To keep this post shorter than the aforementioned article, I’ll simply quote the two sentences that gave me a clear-as-day explanation of how to read Linux load averages:
The point of perfect utilization, meaning that the CPUs are always busy and, yet, no process ever waits for one, is the average matching the number of CPUs. If there are four CPUs on a machine and the reported one-minute load average is 4.00, the machine has been utilizing its processors perfectly for the last 60 seconds.
The machine I was checking at work was a single-core Celeron machine. This meant with a continuous load of almost 3.00 the CPU was being stressed much higher than it should be. Theoretically, a dual-core machine would drop this load to around 1.50 and a quad-core would drop it to 0.75.

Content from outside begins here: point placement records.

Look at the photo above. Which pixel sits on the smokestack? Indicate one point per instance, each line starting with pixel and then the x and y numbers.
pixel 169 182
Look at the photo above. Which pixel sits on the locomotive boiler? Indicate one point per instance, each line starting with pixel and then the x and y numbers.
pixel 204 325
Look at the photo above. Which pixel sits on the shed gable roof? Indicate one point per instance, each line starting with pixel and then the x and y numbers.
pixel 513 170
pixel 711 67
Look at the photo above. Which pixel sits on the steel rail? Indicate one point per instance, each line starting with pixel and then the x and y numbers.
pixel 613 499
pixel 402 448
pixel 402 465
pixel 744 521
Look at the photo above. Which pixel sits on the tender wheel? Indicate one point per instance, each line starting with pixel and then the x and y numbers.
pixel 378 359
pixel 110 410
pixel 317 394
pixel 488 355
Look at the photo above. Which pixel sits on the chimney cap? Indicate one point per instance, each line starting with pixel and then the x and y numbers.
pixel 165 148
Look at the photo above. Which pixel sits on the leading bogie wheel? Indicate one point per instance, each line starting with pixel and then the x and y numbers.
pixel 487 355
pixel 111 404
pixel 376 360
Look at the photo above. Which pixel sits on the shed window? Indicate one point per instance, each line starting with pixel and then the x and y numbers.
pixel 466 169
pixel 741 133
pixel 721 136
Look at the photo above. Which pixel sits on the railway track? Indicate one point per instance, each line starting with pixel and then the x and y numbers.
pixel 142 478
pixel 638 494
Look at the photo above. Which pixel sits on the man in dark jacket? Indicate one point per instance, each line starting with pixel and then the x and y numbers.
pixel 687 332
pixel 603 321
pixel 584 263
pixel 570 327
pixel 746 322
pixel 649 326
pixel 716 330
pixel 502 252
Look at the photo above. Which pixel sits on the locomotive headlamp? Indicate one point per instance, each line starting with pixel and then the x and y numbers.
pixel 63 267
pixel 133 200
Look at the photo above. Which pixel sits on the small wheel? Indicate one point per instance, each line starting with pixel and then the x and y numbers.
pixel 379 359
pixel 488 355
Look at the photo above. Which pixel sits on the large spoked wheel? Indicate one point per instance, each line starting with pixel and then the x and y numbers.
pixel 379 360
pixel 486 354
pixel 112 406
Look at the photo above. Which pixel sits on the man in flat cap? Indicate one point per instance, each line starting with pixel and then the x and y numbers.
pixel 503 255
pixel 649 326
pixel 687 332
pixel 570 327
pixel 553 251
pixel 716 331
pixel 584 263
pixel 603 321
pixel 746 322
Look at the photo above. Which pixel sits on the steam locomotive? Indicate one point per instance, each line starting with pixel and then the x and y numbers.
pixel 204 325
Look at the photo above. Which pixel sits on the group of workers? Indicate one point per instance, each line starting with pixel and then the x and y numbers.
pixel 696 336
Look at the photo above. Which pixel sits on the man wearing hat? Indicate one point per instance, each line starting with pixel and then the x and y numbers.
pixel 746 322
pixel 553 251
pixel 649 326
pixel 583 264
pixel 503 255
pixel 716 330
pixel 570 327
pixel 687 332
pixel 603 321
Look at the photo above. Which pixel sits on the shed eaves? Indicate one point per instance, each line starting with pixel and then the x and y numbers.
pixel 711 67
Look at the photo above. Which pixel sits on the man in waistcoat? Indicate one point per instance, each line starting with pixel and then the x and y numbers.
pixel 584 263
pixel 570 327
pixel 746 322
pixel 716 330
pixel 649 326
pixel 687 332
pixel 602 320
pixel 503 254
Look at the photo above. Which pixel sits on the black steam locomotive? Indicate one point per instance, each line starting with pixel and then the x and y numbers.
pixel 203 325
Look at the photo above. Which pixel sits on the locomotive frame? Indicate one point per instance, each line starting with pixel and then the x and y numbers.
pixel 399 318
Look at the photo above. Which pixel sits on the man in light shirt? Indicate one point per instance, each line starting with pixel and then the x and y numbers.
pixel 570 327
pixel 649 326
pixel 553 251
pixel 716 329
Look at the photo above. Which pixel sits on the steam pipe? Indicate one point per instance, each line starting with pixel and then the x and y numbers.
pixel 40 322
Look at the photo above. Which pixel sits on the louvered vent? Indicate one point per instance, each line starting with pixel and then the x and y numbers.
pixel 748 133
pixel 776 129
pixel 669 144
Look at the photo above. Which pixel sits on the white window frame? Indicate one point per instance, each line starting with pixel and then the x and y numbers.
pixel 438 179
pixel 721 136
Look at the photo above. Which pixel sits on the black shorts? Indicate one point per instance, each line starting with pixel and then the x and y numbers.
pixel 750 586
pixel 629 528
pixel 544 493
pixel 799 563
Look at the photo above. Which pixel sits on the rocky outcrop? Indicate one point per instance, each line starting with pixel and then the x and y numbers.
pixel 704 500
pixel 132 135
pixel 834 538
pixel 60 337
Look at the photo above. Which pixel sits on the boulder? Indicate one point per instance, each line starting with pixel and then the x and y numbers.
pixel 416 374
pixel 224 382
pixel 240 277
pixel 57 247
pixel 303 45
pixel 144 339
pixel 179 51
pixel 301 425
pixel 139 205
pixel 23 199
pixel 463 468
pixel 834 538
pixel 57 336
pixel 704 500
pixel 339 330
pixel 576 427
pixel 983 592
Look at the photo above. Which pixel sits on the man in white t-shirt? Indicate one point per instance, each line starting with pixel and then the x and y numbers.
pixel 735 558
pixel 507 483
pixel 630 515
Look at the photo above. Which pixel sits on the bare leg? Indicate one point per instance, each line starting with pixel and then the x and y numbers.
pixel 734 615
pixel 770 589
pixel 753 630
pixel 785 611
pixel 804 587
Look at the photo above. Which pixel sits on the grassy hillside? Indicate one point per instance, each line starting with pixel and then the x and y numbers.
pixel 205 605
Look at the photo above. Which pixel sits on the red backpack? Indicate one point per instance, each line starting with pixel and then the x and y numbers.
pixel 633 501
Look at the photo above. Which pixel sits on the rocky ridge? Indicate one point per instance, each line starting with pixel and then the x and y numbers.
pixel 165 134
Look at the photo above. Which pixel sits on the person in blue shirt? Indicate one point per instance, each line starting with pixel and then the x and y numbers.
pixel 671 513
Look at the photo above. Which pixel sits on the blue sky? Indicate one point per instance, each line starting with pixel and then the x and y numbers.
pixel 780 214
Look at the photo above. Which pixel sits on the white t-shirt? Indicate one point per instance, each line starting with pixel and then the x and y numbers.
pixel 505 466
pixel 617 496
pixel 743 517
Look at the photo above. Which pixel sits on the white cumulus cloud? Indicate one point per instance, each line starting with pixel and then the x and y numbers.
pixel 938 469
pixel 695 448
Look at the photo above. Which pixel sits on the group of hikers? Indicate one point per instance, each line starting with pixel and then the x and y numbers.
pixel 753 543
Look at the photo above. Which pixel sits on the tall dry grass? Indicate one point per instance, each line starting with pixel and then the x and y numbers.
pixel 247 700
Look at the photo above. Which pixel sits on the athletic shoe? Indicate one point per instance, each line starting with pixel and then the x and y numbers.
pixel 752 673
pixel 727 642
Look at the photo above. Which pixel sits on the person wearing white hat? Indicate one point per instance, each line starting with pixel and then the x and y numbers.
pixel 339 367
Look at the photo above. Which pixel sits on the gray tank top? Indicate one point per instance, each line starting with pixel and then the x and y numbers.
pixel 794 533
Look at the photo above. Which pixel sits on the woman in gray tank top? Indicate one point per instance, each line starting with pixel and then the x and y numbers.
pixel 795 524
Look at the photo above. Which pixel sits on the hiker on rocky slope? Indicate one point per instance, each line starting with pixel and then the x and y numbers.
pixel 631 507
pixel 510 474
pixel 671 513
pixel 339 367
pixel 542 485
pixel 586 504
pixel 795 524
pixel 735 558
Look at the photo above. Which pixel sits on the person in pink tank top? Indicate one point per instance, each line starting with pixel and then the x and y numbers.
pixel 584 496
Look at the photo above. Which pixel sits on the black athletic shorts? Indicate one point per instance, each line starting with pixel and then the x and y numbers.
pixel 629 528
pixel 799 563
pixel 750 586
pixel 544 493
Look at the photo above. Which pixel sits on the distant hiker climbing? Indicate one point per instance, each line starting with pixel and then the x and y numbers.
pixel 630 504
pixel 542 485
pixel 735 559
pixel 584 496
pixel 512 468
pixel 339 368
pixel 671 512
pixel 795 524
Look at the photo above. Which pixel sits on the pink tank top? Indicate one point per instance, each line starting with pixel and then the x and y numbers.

There is a lot more behind truly understanding the Linux load averages, but the most important thing to understand is that they do not represent CPU usage. Rather they represent the load on the CPU by processes waiting for their chance to use the CPU. If you still can’t get your brain away from thinking in terms of percentages, consider 1.00 to be 100% load for single-core CPU’s, 2.00 to be 100% load for dual-core CPUs, and so on.